Raw IDs

The approach#

When a user submits a long URL, the app server inserts a row into the database. The database assigns an auto-incrementing integer ID — 1, 2, 3, 4... The app server takes that ID, appends it to the domain, and returns it.

User submits → https://very-long-url.com/with/path
DB inserts row → assigned ID = 4821903
Short URL returned → bit.ly/4821903

Dead simple. No hashing, no encoding, no collision checks. The ID is the short code.

Why it seems fine at first#

• Zero extra logic — the DB handles ID generation
• No storage overhead — the short code is just the ID you already have
• Guaranteed unique — DB primary keys are always unique

Problem 1 — You expose your internals#

The IDs are sequential.

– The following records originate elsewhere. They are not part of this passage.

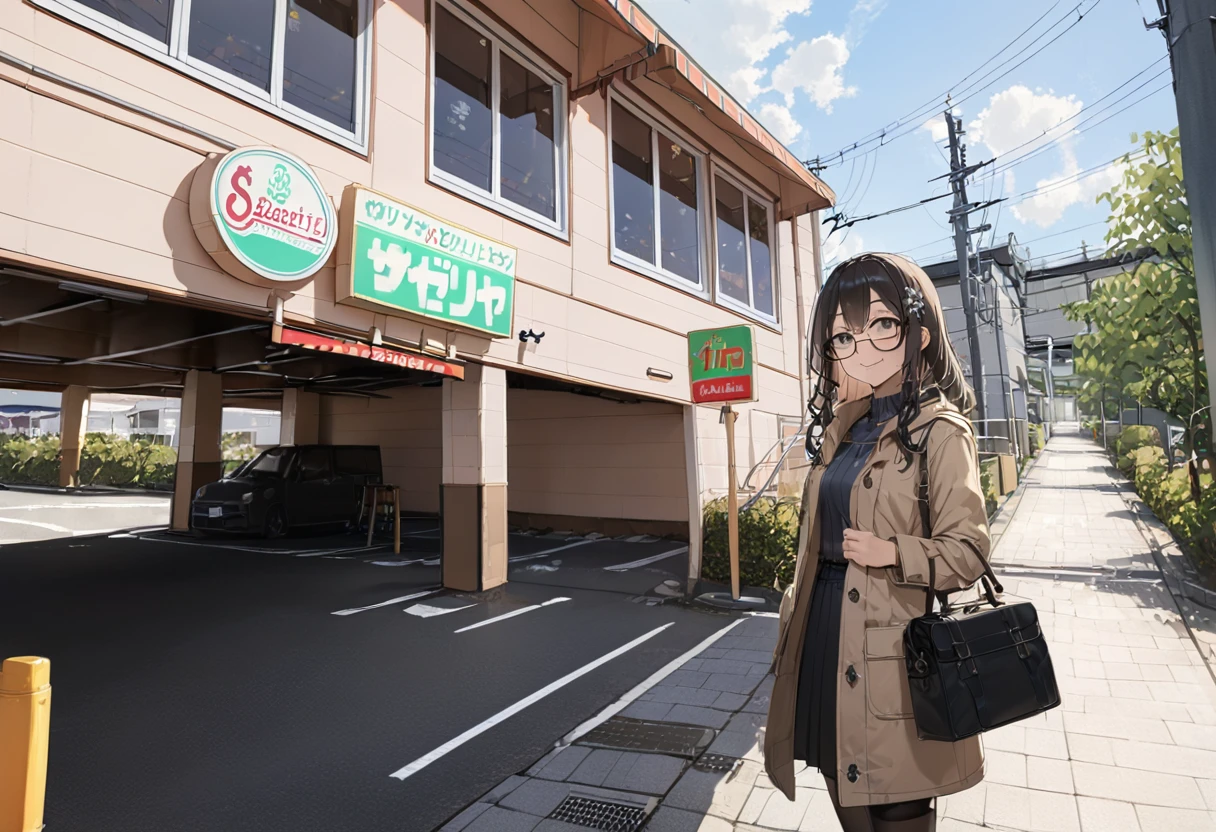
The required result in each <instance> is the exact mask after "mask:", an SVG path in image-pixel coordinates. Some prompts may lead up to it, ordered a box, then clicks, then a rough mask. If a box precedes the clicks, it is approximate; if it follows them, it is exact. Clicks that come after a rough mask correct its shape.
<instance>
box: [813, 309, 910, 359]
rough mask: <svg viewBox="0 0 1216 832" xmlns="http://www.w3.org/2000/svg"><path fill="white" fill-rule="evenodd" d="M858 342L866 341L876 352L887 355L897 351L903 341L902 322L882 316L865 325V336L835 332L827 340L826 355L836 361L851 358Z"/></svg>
mask: <svg viewBox="0 0 1216 832" xmlns="http://www.w3.org/2000/svg"><path fill="white" fill-rule="evenodd" d="M858 341H868V342H869V343H872V344H873V345H874V349H877V350H878V352H880V353H889V352H891V350H893V349H897V348H899V345H900V343H902V341H903V322H902V321H901V320H900V319H897V317H893V316H890V315H883V316H882V317H876V319H874V320H872V321H871V322H869V324H867V325H866V330H865V335H860V336H858V335H854V333H852V332H837V333H835V335H834V336H832V338H829V339H828V344H827V352H828V355H831V356H832V358H834V359H837V360H840V359H846V358H851V356H852V355H854V354H855V353H856V352H857V342H858Z"/></svg>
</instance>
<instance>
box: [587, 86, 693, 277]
mask: <svg viewBox="0 0 1216 832" xmlns="http://www.w3.org/2000/svg"><path fill="white" fill-rule="evenodd" d="M613 102H615V103H619V105H620V106H623V107H624V108H625V109H627V111H629V112H630V113H631V114H632V116H635V117H636V118H638V119H641V120H642V122H643V123H644V124H647V125H648V127H649V128H651V165H652V168H651V169H652V172H653V174H654V259H655V262H654V263H647V262H646V260H643V259H641V258H637V257H634V255H632V254H630V253H629V252H624V251H620V249H618V248H617V212H615V204H617V185H615V176H613V159H612V145H613V124H612V119H613V107H612V105H613ZM607 124H608V136H607V137H608V252H609V258H610V259H612V262H613V263H614V264H617V265H619V266H621V268H625V269H629V270H630V271H637V272H640V274H642V275H644V276H647V277H653V279H654V280H658V281H660V282H663V283H666V285H668V286H672V287H675V288H677V289H680V291H682V292H687V293H688V294H692V296H696V297H698V298H704V299H706V300H709V299H710V297H711V294H713V292H711V288H710V287H711V286H713V283H711V281H709V280H708V279H706V277H708V275H709V269H710V263H711V259H710V258H709V254H708V252H706V251H705V249H706V246H708V243H709V241H710V240H711V238H713V237H711V236H710V235H711V231H710V227H709V226H710V223H711V220H713V208H711V207H710V206H709V204H706V199H709V198H710V196H711V191H710V184H709V167H710V165H709V152H708V151H706V150H705V147H704V146H703V145H700V144H699V142H697V141H693V140H691V139H689V137H688V135H687V134H686V133H685V131H683V130H681V129H679V128H676V127H675V125H674V124H671V123H670V122H668V120H666V119H664V118H662V117H659V116H657V114H654V113H653V112H652V111H649V109H648V108H646V107H643V106H641V105H640V103H638V102H637V101H635V100H634V99H632V97H631V96H627V95H624V94H623V91H621V89H620V88H618V86H610V88H608V122H607ZM660 131H662V133H665V134H668V135H669V136H670V137H671V139H675V140H676V141H679V142H680V146H681V147H682V148H683V151H685V152H686V153H689V154H691V156H692V157H693V158H696V159H697V242H698V248H699V251H698V253H697V257H698V263H699V269H698V271H699V274H700V282H699V283H691V282H688V280H687V279H686V277H683V276H681V275H677V274H675V272H672V271H668V270H666V269H664V268H663V265H662V264H663V246H662V241H663V218H662V213H660V210H659V208H660V204H662V203H660V199H662V189H660V187H659V133H660Z"/></svg>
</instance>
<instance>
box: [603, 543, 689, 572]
mask: <svg viewBox="0 0 1216 832" xmlns="http://www.w3.org/2000/svg"><path fill="white" fill-rule="evenodd" d="M687 551H688V547H687V546H681V547H680V549H672V550H671V551H670V552H663V553H662V555H653V556H652V557H643V558H642V560H641V561H630V562H629V563H618V564H617V566H610V567H604V570H607V572H625V569H634V568H636V567H640V566H648V564H651V563H658V562H659V561H665V560H668V558H669V557H675V556H676V555H683V553H685V552H687Z"/></svg>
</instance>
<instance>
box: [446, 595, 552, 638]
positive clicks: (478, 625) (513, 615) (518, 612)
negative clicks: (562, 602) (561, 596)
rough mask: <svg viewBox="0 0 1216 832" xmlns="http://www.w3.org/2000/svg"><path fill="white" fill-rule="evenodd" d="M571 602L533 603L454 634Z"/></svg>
mask: <svg viewBox="0 0 1216 832" xmlns="http://www.w3.org/2000/svg"><path fill="white" fill-rule="evenodd" d="M572 600H573V598H552V600H551V601H546V602H545V603H534V605H533V606H530V607H523V608H520V609H516V611H514V612H508V613H506V614H505V615H497V617H495V618H488V619H485V620H484V622H478V623H477V624H469V625H468V626H462V628H461V629H458V630H456V633H466V631H468V630H475V629H477V628H479V626H485V625H488V624H494V623H496V622H503V620H506V619H508V618H514V617H516V615H523V614H524V613H529V612H531V611H534V609H540V608H541V607H548V606H550V605H554V603H562V602H563V601H572Z"/></svg>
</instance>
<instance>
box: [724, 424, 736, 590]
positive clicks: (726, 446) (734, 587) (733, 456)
mask: <svg viewBox="0 0 1216 832" xmlns="http://www.w3.org/2000/svg"><path fill="white" fill-rule="evenodd" d="M722 415H724V416H725V417H726V479H727V483H726V485H727V497H726V534H727V538H728V540H730V547H731V597H732V598H734V600H736V601H738V600H739V491H738V488H739V485H738V483H739V480H738V477H737V476H736V473H734V409H733V407H731V405H726V406H725V407H722Z"/></svg>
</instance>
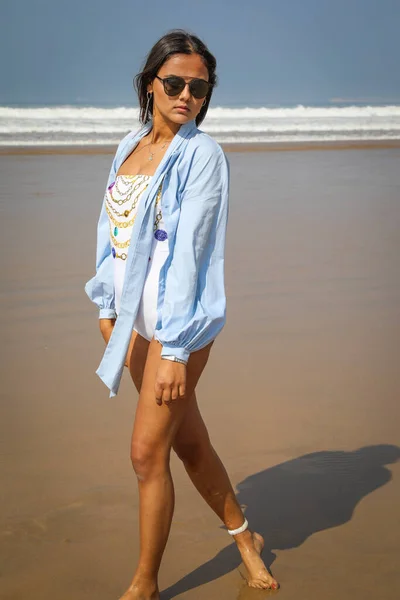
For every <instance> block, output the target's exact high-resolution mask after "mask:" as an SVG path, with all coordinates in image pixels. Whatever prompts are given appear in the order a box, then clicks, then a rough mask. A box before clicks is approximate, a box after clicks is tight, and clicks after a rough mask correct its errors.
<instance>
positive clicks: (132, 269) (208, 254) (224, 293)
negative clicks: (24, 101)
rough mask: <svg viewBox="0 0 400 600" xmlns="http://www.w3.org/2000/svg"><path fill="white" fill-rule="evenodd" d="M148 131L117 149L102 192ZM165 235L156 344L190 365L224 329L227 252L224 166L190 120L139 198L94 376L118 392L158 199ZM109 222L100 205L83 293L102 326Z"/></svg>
mask: <svg viewBox="0 0 400 600" xmlns="http://www.w3.org/2000/svg"><path fill="white" fill-rule="evenodd" d="M151 128H152V122H151V121H150V122H148V123H147V124H146V125H144V126H142V128H141V129H140V130H139V131H137V132H131V133H129V134H128V135H127V136H126V137H125V138H124V139H123V140H122V141H121V143H120V144H119V146H118V149H117V152H116V154H115V157H114V160H113V162H112V166H111V171H110V175H109V178H108V182H107V187H108V186H110V185H112V184H113V183H114V182H115V179H116V174H117V172H118V169H119V168H120V166H121V165H122V163H123V162H124V161H125V159H126V158H127V157H128V156H129V154H131V152H132V151H133V150H134V148H135V147H136V146H137V144H138V143H139V141H140V140H141V138H142V137H144V136H145V135H146V134H147V133H148V132H149V131H150V130H151ZM160 186H161V200H160V202H161V210H162V215H163V219H164V223H165V229H166V231H167V234H168V257H167V259H166V261H165V263H164V265H163V267H162V269H161V272H160V278H159V288H158V301H157V324H156V328H155V333H154V337H155V339H157V340H158V341H159V342H160V343H161V344H162V350H161V355H162V356H168V355H170V356H171V355H174V356H177V357H179V358H182V359H185V360H187V359H188V358H189V356H190V353H191V352H193V351H196V350H200V349H201V348H203V347H204V346H206V345H207V344H208V343H209V342H211V341H212V340H214V339H215V337H216V336H217V335H218V333H219V332H220V331H221V329H222V327H223V326H224V324H225V318H226V300H225V288H224V250H225V233H226V224H227V218H228V195H229V163H228V160H227V158H226V156H225V154H224V152H223V150H222V148H221V146H220V145H219V144H218V143H217V142H216V141H215V140H214V139H213V138H211V137H210V136H209V135H207V134H206V133H204V132H202V131H201V130H199V129H198V128H197V126H196V123H195V120H192V121H188V122H187V123H185V124H183V125H181V126H180V128H179V130H178V132H177V133H176V135H175V136H174V138H173V139H172V141H171V143H170V145H169V146H168V149H167V151H166V153H165V154H164V156H163V158H162V160H161V162H160V164H159V166H158V167H157V170H156V172H155V174H154V176H153V177H152V179H151V181H150V184H149V185H148V187H147V189H146V190H145V191H144V192H143V194H142V196H141V201H140V203H139V207H138V212H137V216H136V221H135V225H134V227H133V230H132V238H131V242H130V247H129V252H128V257H127V260H126V271H125V280H124V286H123V290H122V296H121V307H120V312H119V314H118V318H117V319H116V322H115V326H114V328H113V331H112V334H111V337H110V340H109V342H108V344H107V347H106V350H105V353H104V356H103V358H102V361H101V363H100V365H99V367H98V369H97V371H96V372H97V374H98V375H99V377H100V378H101V379H102V381H103V382H104V383H105V384H106V385H107V386H108V388H109V389H110V396H115V395H116V394H117V392H118V388H119V384H120V380H121V375H122V372H123V368H124V363H125V359H126V354H127V350H128V346H129V341H130V338H131V335H132V330H133V326H134V322H135V318H136V315H137V311H138V308H139V303H140V299H141V295H142V291H143V287H144V282H145V278H146V273H147V266H148V260H149V256H150V251H151V244H152V239H153V224H154V211H155V199H156V195H157V192H158V189H159V187H160ZM113 260H114V259H113V256H112V253H111V244H110V234H109V221H108V215H107V212H106V208H105V202H103V205H102V209H101V213H100V218H99V222H98V228H97V252H96V274H95V276H94V277H93V278H92V279H90V281H88V282H87V284H86V286H85V291H86V293H87V294H88V296H89V298H90V299H91V300H92V301H93V302H94V303H95V304H96V305H97V306H98V308H99V309H100V314H99V316H100V318H115V317H116V313H115V304H114V270H113Z"/></svg>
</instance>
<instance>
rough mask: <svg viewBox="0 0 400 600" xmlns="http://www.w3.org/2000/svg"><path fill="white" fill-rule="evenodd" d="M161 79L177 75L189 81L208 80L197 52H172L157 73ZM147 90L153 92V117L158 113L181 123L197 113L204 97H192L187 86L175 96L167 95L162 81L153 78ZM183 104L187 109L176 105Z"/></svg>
mask: <svg viewBox="0 0 400 600" xmlns="http://www.w3.org/2000/svg"><path fill="white" fill-rule="evenodd" d="M157 75H158V77H161V78H162V79H163V78H164V77H168V76H171V75H178V76H179V77H183V79H184V80H185V81H186V82H187V83H189V82H190V80H191V79H193V78H199V79H205V80H206V81H208V70H207V67H206V66H205V64H204V63H203V61H202V59H201V58H200V56H199V54H174V55H173V56H171V58H169V59H168V60H166V61H165V63H164V64H163V65H162V67H161V68H160V70H159V71H158V73H157ZM147 91H148V92H153V95H154V104H153V106H154V108H153V117H156V116H157V114H159V115H160V116H161V117H162V118H163V120H165V121H167V122H168V121H170V122H172V123H175V124H177V125H182V124H184V123H187V122H188V121H191V120H192V119H195V118H196V117H197V115H198V114H199V112H200V110H201V107H202V105H203V102H204V100H205V98H194V96H192V94H191V93H190V89H189V86H188V85H186V86H185V87H184V89H183V90H182V91H181V92H180V93H179V94H177V95H176V96H168V95H167V94H166V93H165V92H164V86H163V83H162V81H160V80H159V79H157V78H155V79H154V80H153V82H152V83H150V84H149V85H148V87H147ZM182 106H185V107H187V109H188V110H185V111H184V110H179V108H178V107H182Z"/></svg>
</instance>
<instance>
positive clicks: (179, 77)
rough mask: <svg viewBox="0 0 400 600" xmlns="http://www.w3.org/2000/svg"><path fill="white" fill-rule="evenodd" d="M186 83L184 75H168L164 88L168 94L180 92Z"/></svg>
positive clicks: (166, 77)
mask: <svg viewBox="0 0 400 600" xmlns="http://www.w3.org/2000/svg"><path fill="white" fill-rule="evenodd" d="M185 85H186V83H185V80H184V79H182V77H166V79H164V90H165V93H166V94H168V96H176V95H177V94H180V93H181V91H182V90H183V88H184V87H185Z"/></svg>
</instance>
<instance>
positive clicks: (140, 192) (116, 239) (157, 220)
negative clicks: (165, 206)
mask: <svg viewBox="0 0 400 600" xmlns="http://www.w3.org/2000/svg"><path fill="white" fill-rule="evenodd" d="M134 177H137V176H134ZM145 177H149V176H145ZM147 185H148V184H147ZM147 185H146V186H145V187H144V188H143V190H142V191H141V192H140V193H139V194H138V195H137V197H136V198H135V199H134V201H133V203H132V207H131V208H130V209H129V210H125V211H124V212H123V213H122V214H121V213H118V212H117V211H116V210H115V209H114V208H113V206H112V205H111V204H110V203H109V202H106V204H105V206H106V211H107V214H108V216H109V218H110V238H111V242H112V243H113V247H112V249H111V252H112V255H113V257H114V258H120V259H122V260H126V259H127V254H126V252H121V253H118V252H117V250H116V248H119V249H121V250H123V249H125V248H129V245H130V243H131V240H130V238H129V239H128V240H126V241H125V242H120V241H118V239H117V236H118V233H119V229H120V228H124V229H126V228H128V227H131V226H133V224H134V223H135V220H136V215H134V216H133V217H132V219H130V221H117V219H116V218H115V217H114V216H113V214H112V212H111V211H113V212H114V213H115V214H117V215H118V216H120V217H122V216H125V217H128V216H129V214H130V212H131V211H132V210H133V208H135V207H136V205H137V203H138V200H139V197H140V196H141V194H142V193H143V192H144V191H145V189H146V188H147ZM139 186H140V184H136V185H135V186H134V189H135V190H137V189H138V188H139ZM113 187H114V186H113V185H111V186H109V188H108V191H109V192H110V197H111V199H112V200H113V201H114V202H115V203H117V204H119V205H121V204H125V202H127V200H126V199H124V200H122V201H121V200H116V199H115V198H114V197H113V195H112V188H113ZM161 188H162V182H161V184H160V187H159V188H158V191H157V196H156V202H155V209H156V217H155V221H154V227H153V230H154V237H155V238H156V240H157V241H164V240H166V239H167V237H168V235H167V232H166V231H164V230H163V229H159V228H158V225H159V223H160V221H161V220H162V213H161V209H158V210H157V206H158V204H159V203H160V199H161ZM115 189H116V190H117V191H118V193H119V194H120V195H122V193H121V191H120V190H119V189H118V188H117V184H116V182H115ZM132 194H133V190H131V191H130V192H129V194H128V199H130V198H131V197H132ZM111 223H112V224H113V225H114V228H113V227H112V225H111Z"/></svg>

If a competitor sees bit.ly/4821903 today and bit.ly/4821940 tomorrow, they know you created 37 URLs in that time window. Your growth rate, your traffic patterns, your scale — all visible from the short codes themselves.

This is called enumeration — anyone can iterate through your entire URL space by just incrementing the number. Every URL ever created is now publicly discoverable.

Problem 2 — Auto-increment breaks under sharding#

From the estimation, we know this system needs to store 250TB over 10 years. That cannot fit on a single machine. The database will need to be sharded — data split across multiple machines.

Auto-increment IDs are generated by the database engine on a single machine. The moment you split across multiple DB nodes, each node starts its own counter:

Shard 1 → generates ID 1, 2, 3, 4...
Shard 2 → generates ID 1, 2, 3, 4...

bit.ly/1 now points to two different long URLs ✗

There is no coordination between shards. Uniqueness is broken.